Re: [PATCH v2 net-next 4/5] xps_flows: XPS for packets that don't have a socket
From: Tom Herbert <hidden>
Date: 2016-09-29 14:08:16
On Thu, Sep 29, 2016 at 9:18 AM, Eric Dumazet [off-list ref] wrote:
On Thu, 2016-09-29 at 08:53 -0400, Tom Herbert wrote:quoted
On Thu, Sep 29, 2016 at 12:54 AM, Eric Dumazet [off-list ref] wrote:quoted
On Wed, 2016-09-28 at 20:54 -0700, Tom Herbert wrote:quoted
xps_flows maintains a per device flow table that is indexed by the skbuff hash. The table is only consulted when there is no queue saved in a transmit socket for an skbuff. Each entry in the flow table contains a queue index and a queue pointer. The queue pointer is set when a queue is chosen using a flow table entry. This pointer is set to the head pointer in the transmit queue (which is maintained by BQL). The new function get_xps_flows_index that looks up flows in the xps_flows table. The entry returned gives the last queue a matching flow used. The returned queue is compared against the normal XPS queue. If they are different, then we only switch if the tail pointer in the TX queue has advanced past the pointer saved in the entry. In this way OOO should be avoided when XPS wants to use a different queue.There is something I do not understand with this. If this OOO avoidance is tied to BQL, it means that packets sitting in a qdisc wont be part of the detection. So packets of flow X could possibly be queued on multiple qdiscs.Hi Eric, I'm not sure I understand your concern. If packets for flow X can be queued on multiple qdiscs wouldn't that mean that flow will be subject to ooo transmission regardless of this patch? In other words here we're trying to keep packets for the flow in order as they are emitted from the qdiscs which we assume maintains ordering of packets in a flow.Well, then what this patch series is solving ?

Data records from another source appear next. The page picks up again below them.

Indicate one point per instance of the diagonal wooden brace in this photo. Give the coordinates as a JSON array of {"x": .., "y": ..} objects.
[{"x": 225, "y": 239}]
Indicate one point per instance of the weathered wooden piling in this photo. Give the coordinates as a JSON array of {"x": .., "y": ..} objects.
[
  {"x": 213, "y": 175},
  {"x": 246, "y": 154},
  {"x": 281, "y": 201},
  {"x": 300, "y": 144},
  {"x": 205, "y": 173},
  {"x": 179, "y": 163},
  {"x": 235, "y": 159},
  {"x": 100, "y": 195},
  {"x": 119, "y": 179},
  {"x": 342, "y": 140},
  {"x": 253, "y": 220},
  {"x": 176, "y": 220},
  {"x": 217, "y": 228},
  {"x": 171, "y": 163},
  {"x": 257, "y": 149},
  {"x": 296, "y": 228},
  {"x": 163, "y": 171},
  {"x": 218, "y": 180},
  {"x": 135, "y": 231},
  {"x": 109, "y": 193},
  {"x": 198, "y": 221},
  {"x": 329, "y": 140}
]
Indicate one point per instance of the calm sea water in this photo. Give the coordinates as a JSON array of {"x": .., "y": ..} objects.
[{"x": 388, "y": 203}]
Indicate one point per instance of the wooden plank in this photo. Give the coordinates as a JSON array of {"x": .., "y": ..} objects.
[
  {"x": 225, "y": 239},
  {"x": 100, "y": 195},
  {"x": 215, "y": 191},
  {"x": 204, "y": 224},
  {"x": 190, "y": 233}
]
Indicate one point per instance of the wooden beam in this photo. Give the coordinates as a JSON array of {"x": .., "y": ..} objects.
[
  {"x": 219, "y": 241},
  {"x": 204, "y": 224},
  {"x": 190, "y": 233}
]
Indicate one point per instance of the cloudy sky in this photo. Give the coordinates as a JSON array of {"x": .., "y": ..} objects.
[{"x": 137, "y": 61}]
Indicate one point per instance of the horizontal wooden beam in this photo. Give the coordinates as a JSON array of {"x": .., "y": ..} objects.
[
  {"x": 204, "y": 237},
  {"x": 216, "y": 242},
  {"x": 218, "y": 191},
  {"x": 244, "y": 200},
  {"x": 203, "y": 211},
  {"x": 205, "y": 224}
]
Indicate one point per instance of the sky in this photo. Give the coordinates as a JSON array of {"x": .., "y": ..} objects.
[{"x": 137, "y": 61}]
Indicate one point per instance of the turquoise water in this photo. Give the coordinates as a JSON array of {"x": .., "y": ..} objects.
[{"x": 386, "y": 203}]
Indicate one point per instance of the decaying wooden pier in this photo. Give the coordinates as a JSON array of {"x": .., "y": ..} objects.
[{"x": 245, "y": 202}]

It addresses the issue that Rick Jones pointed out was happening with XPS. When packets are sent for a flow that has no socket and XPS is enabled then each packet uses the XPS queue based on the running CPU. Since the thread sending on a flow can be rescheduled on different CPUs this is creating ooo packets. In this case the ooo is being caused by interaction with XPS.
You have a producer of packets running on 8 vcpus in a VM. Packets are exiting the VM and need to be queued on a mq NIC in the hypervisor. Flow X can be scheduled on any of these 8 vcpus, so XPS is currently selecting different TXQ. Your patch aims to detect this and steer packets to one TXQ, but not using a static hash() % num_real_queues (as RSS would have done on a NIC at RX), but trying to please XPS (as : selecting a queue close to the CPU producing the packet. VM with one vcpu, and cpu bounded, would really be happy to not spread packets all over the queues)
You're not describing this patch, you're describing how XPS works in the first place. This patch is done to make socketless packets work well with XPS. If all you want is a static hash() % num_real_queues then just disable XPS to get that.
Your mechanism relies on counters updated at the time packets are given to the NIC, not at the time packets are given to the txq (and eventually sit for a while in the qdisc right before BQL layer) dev_queue_xmit() is not talking to the device directly... All I am saying is that the producer/consumer counters you added are not at the right place. You tried hard to not change the drivers, by adding something to existing BQL. But packets can sit in a qdisc for a while...
But again, this patch is to prevent ooo being caused by an interaction with XPS. It does not address ooo being caused by qdiscs or VMs, but then I don't see that as being the issue reported by Rick.
So you added 2 potential cache lines misses per outgoing packet, but with no guarantee that OOO are really avoided.